Friday, December 17, 2010
Ind. Decisions - Well, we have another opinion from the Supreme Court
In Sheehan Construction Company v. Continental Casualty, a 6-page, 5-0 opinion on a petition for rehearing, Justice Rucker writes:
Indiana Insurance seeks rehearing of this Court’s opinion in which we determined that damage caused by faulty workmanship may be covered under a standard Commercial General Liability (CGL) policy. See Sheehan Constr. Co. v. Cont’l Cas. Co., 935 N.E.2d 160 (Ind. 2010). More particularly, on a claim for indemnification made by Sheehan Construction Company and a Class of homeowners (hereafter “Sheehan”) against various insurance carriers including Indiana Insurance, the trial court entered summary judgment in favor of the insurance carriers. Among other things the trial court determined that under the terms of the CGL polices there was no “occurrence” or “property damage” and thus there was no coverage. Sheehan appealed and the Court of Appeals affirmed the judgment of the trial court. See Sheehan Constr. Co. v. Cont’l Cas. Co., 908 N.E.2d 305 (Ind. Ct. App. 2009). Because the Court of Appeals affirmed the trial court’s judgment on the issue of coverage, it did not address Indiana Insurance’s alternative argument that summary judgment should also be affirmed on grounds that Sheehan provided untimely notice of its claims. We granted transfer thereby vacating the Court of Appeals opinion, see Indiana Appellate Rule 58A, and reversed the judgment of the trial court. In so doing we addressed what we characterized as the “main issue” in the case, namely: “whether a standard commercial general liability (“CGL”) insurance policy covers an insured contractor for the faulty workmanship of its subcontractor.” Sheehan Constr. Co., 935 N.E.2d at 162. We did not address the timeliness of Sheehan’s notice.

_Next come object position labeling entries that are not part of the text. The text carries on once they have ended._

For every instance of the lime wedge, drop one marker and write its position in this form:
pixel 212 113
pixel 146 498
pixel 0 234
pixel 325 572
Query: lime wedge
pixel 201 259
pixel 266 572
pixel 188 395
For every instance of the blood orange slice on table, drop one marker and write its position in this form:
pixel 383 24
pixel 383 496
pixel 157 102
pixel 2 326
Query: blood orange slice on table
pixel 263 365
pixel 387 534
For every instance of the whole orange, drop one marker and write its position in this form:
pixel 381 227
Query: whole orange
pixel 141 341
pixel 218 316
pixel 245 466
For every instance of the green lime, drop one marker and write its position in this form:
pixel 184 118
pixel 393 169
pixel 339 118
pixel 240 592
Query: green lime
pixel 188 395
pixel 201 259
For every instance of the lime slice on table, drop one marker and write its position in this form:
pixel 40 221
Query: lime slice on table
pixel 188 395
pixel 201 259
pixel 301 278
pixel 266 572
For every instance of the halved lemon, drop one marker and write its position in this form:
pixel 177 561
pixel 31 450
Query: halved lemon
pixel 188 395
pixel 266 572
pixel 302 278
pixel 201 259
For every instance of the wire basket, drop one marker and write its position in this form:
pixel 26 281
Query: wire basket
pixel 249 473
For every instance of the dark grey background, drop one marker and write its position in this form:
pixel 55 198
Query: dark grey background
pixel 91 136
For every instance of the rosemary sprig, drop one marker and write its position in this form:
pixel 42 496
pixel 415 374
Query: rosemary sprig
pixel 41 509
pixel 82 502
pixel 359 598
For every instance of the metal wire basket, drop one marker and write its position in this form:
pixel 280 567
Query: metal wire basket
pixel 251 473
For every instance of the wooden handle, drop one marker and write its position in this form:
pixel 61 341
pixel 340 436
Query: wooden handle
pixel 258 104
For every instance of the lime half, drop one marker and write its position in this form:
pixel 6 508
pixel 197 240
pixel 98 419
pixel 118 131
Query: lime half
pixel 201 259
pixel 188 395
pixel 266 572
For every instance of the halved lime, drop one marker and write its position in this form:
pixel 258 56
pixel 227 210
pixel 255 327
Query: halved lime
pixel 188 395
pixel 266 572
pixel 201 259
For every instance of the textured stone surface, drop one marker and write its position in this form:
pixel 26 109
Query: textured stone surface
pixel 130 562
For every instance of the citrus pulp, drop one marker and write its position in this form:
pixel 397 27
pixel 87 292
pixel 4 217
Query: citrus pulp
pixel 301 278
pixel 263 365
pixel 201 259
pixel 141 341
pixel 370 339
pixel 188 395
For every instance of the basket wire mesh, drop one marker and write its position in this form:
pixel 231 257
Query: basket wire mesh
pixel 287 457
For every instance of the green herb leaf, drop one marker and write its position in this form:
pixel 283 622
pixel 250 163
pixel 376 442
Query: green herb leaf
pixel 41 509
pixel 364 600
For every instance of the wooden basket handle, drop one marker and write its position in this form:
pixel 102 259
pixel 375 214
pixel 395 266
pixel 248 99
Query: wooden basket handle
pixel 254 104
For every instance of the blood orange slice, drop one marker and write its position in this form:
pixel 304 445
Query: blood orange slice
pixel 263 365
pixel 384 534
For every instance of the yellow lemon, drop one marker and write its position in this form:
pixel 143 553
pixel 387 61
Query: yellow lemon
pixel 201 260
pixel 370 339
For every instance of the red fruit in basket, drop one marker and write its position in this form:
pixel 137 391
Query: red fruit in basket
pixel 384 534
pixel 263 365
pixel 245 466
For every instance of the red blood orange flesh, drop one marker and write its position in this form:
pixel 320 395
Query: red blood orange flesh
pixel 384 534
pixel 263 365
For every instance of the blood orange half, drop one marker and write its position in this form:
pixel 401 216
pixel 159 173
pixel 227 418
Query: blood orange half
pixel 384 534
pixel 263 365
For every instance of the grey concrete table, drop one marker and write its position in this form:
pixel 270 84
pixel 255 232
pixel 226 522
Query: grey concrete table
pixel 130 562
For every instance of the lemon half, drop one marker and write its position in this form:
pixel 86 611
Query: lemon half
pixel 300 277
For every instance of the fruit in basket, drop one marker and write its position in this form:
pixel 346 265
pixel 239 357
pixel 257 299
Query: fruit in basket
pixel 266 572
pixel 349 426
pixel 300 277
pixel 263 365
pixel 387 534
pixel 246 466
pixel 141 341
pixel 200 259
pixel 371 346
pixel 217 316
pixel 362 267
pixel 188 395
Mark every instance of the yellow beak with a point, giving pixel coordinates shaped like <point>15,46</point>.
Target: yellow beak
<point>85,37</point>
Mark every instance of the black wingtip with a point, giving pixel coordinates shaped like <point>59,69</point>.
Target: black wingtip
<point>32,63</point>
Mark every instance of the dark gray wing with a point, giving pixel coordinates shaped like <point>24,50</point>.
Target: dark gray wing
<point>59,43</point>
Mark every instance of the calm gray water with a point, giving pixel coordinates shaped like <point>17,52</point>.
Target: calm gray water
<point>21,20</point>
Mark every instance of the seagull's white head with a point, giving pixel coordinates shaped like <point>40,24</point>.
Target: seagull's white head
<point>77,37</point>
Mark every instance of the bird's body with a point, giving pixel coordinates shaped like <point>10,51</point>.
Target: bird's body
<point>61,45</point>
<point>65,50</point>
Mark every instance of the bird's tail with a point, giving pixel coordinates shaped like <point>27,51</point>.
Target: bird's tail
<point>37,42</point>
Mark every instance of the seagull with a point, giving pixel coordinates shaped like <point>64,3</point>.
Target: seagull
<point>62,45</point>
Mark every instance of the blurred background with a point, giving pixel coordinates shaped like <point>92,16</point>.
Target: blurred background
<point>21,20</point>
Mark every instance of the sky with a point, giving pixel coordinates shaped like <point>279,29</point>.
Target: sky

Indiana Insurance appropriately filed a petition for rehearing which we now grant so that this issue may be addressed. * * *
In this case Sheehan conceded it did not give Indiana Insurance timely notice of Sheehan’s claims under the CGL policy. Because prejudice to the insurer was therefore presumed, Indiana Insurance carried its initial burden of demonstrating it had no liability to Sheehan under the policy of insurance. Sheehan has not directed this Court to any evidence it presented to the trial court rebutting the presumption of prejudice. Thus the trial court properly granted summary judgment in favor Indiana Insurance on this point.
We grant rehearing and modify our original opinion as set forth herein. In all other respects the original opinion is affirmed.